Oh, guarda. Neanche sette righe (da desktop) e c’è già la shade.

Formalmente è stata una decisione dell’ultimo momento, quella di non andare. In realtà, erano già mesi che, pur rimanendo in forse, ero piuttosto convinto a saltare e andarmene direttamente ad Alghero.
Un po’ perché #toosoon, non avevo chissà che voglia di rispondere alle domande che inevitabilmente, almeno da qualcuno, mi sarebbero arrivate. Avendo fiducia zero nella popolazione generale del mondo, non posso fare a meno di chiedermi chi e, soprattutto, cosa sappia. Lo so, dovrei dare più credito se voglio credere che gli ultimi anni almeno qualcosa siano valsi, ma c’è una parte di me che è prontissima a immaginare lo scenario peggiore, specie in un contesto in cui la mia fiducia è stata in qualche modo intaccata.
Il succo è che non riesco a non chiedermi ommioddio cosa penserà la gente, almeno basandosi sulla versione dell’accaduto che sarà loro pervenuta.

Il vero motivo per cui non me la sono sentita di andare all’Unicorno quest’anno, però, è l’altra grande delusione che quest’anno ha portato. Sette-otto mesi fa immaginavo che sarei andato all’Unicorno con meno pressione sul mio lato fotografico per quanto riguarda il sostentamento. Che avrei potuto incasellare tot slot fissi, chi è dentro è dentro, chi è fuori è fuori, senza preoccuparmi di sovraccaricarmi tutte e tre le giornata per far quadrare i conti, perché quello di fotografo sarebbe stato un surplus per comprarmi qualcosa di carino.

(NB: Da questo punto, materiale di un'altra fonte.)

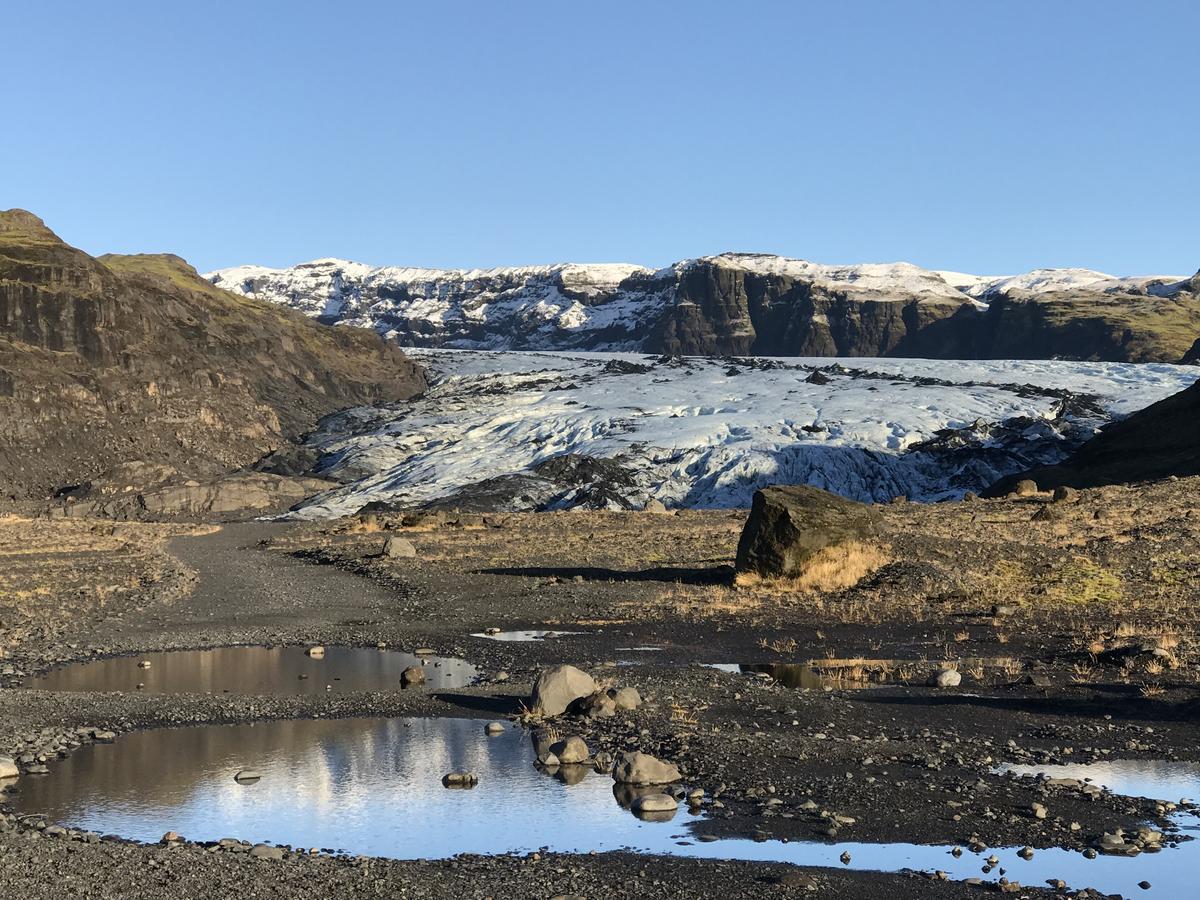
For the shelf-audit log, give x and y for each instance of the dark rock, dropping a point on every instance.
(787, 526)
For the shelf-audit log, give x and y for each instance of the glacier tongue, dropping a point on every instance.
(708, 432)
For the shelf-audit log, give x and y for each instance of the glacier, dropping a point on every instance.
(631, 307)
(706, 432)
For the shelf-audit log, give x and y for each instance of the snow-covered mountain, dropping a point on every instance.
(552, 430)
(745, 304)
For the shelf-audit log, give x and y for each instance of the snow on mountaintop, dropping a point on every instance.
(874, 277)
(708, 432)
(780, 306)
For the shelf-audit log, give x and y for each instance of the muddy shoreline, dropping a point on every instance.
(901, 760)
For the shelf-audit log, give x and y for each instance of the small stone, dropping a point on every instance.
(264, 851)
(1025, 487)
(947, 678)
(570, 750)
(399, 549)
(639, 768)
(627, 699)
(655, 807)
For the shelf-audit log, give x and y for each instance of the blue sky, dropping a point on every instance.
(988, 137)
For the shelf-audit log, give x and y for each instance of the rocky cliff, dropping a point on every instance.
(1158, 442)
(138, 358)
(747, 304)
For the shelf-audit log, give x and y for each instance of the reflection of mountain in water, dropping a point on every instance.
(375, 786)
(257, 670)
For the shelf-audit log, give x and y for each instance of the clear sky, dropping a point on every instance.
(981, 136)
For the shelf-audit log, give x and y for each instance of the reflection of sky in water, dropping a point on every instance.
(375, 786)
(256, 670)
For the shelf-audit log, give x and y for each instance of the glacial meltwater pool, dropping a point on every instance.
(256, 670)
(375, 786)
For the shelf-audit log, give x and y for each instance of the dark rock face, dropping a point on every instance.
(138, 358)
(724, 310)
(789, 526)
(1157, 442)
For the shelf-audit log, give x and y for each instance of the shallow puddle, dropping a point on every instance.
(792, 675)
(375, 786)
(256, 671)
(527, 635)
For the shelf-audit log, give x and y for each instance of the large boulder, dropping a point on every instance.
(557, 688)
(790, 525)
(639, 768)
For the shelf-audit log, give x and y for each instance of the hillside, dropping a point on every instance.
(748, 304)
(120, 359)
(1158, 442)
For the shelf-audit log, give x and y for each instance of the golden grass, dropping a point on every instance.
(829, 570)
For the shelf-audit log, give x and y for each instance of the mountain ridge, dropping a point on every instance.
(748, 304)
(137, 358)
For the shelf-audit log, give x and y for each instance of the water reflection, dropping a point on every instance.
(527, 635)
(256, 670)
(375, 786)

Quando è diventato fin troppo evidente che non sarebbe stato questo il caso, semplicemente non sono riuscito a fare marcia indietro e tornare alla fotografia di sussistenza. Ho preferito saltare l’Unicorno e risparmiare le energie mentali per il tour de force di Lucca. In fondo, non penso che saltare una fiera danneggerà irreparabilmente la mia clientela. Ammesso e non concesso che lo scenario peggiore non si sia avverato e non sia già stata distrutta.